На Джорджа напало красноречие. Блеснув глазами, он с головой нырнул в волны истинной литании.
– Да. Люблю! Эрдельтерьеров, и скотчтерьеров, и сэлихемских терьеров. Фокстерьеров. И пекинесов, и абердинцев. Мопсов люблю, и мастифов. Далматинцев тоже. Потом еще водолазов и сенбернаров. Люблю пуделей, маленьких шпицев…
– Все понятно! – перебила Молли. – Вы любите всяких собак.
– Да, – подтвердил Джордж. – Люблю. Очень. Всяких.
– И я тоже. Есть в них что-то такое…
– Есть. Конечно. И в кошках…
– Да, правда?
– И все-таки кошки не собаки.
– Да, я тоже заметила…
Наступила пауза. Страшно страдая – ведь на этой теме он мог бы и еще развернуться, – Джордж сообразил, что для Молли предмет исчерпан, и застыл в задумчивом молчании, облизывая губы.
– Значит, вы приехали с Запада? – поинтересовалась она.
– Да.
– Там, наверное, красиво.
– Да.
– Прерии всякие…
– Да.
– А вы не ковбой?
– Нет. Я художник!
– Художник? Пишете картины?
– Да.
– И у вас есть студия?
– Да.
– А где?
– Да. То есть на Вашингтон-сквер. В доме «Шеридан».
– «Шеридан»? Правда? Тогда, наверное, вы знакомы с мистером Бимишем?
– Да. Да. Конечно.
– Он такой милашка, правда? Я знаю его всю жизнь.
– Да.
– Наверное, это увлекательно – быть художником?
– Да.
– Мне бы очень хотелось посмотреть ваши картины. Теплое блаженство разлилось в душе Джорджа.
– Могу я прислать вам одну? – проблеял он.
– Конечно!
Джордж так воспрял от столь непредвиденного поворота, что невозможно и предугадать, к каким вершинам красноречия он воспарил бы, побудь еще минут десять в обществе девушки. То, что она готова принять его картину, их очень сблизило. Еще ни один человек не брал его картин. И впервые с начала беседы Джордж почувствовал себя почти свободно.
К несчастью, в эту минуту дверь открылась и, словно струя ядовитого газа, вплыла миссис Уоддингтон.
– Что ты тут делаешь, Молли? – осведомилась она.
Джорджа она одарила одним из своих достославных взглядов, и только что обретенная свобода духа пожухла на корню.
– Я разговариваю с мистером Финчем. Представляешь, как интересно! Мистер Финч – художник! Он пишет картины!

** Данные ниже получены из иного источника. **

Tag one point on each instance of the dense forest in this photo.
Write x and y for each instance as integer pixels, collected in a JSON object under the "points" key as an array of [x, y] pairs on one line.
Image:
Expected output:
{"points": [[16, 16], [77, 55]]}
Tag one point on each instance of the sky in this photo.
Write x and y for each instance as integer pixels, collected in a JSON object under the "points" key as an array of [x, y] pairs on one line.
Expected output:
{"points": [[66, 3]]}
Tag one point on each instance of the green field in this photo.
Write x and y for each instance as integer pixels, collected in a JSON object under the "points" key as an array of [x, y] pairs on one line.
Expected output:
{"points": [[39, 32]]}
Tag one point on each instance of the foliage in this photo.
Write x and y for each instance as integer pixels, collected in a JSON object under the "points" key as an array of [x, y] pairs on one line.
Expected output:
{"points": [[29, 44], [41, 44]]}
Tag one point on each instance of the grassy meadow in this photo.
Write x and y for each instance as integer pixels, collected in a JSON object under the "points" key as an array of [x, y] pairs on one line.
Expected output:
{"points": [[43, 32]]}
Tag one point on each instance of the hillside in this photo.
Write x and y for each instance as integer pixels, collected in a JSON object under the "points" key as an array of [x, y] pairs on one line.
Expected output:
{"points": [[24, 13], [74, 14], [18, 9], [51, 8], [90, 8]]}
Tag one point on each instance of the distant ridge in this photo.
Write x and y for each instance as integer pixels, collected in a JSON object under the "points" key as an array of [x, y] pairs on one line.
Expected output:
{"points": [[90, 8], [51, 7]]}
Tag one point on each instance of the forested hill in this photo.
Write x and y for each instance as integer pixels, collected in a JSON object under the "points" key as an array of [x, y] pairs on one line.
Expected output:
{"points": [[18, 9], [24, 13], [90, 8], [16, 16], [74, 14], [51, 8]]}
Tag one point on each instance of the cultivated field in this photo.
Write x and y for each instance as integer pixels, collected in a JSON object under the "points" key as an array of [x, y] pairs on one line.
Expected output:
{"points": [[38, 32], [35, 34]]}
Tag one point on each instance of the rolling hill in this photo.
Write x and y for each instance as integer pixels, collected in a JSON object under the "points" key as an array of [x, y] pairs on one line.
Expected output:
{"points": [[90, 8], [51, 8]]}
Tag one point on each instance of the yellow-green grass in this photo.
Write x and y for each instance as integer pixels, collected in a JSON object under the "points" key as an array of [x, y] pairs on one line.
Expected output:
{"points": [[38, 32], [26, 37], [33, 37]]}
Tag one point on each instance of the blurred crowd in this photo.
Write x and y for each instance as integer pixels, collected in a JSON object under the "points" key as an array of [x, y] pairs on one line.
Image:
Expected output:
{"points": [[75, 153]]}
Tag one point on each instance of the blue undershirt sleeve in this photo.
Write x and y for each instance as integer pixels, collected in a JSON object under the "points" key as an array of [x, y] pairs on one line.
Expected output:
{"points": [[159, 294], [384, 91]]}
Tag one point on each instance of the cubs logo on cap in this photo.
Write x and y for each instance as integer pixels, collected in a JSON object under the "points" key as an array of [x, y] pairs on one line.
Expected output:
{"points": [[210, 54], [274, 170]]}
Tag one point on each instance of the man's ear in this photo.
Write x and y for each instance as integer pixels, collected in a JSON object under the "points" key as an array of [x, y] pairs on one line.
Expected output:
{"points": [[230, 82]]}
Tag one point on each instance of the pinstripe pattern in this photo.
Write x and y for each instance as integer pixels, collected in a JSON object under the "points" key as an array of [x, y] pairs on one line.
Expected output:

Миссис Уоддингтон молчала, разом лишившись дара речи от чудовищного открытия. До этого она Джорджа толком и не разглядывала – так, кинула взгляд, полный того отвлеченного омерзения, каким любая хозяйка одарила бы пенек, выскочивший без пяти минут до тщательно спланированного обеда. Лицо его, хотя и противное, не вызвало у нее никаких личных чувств.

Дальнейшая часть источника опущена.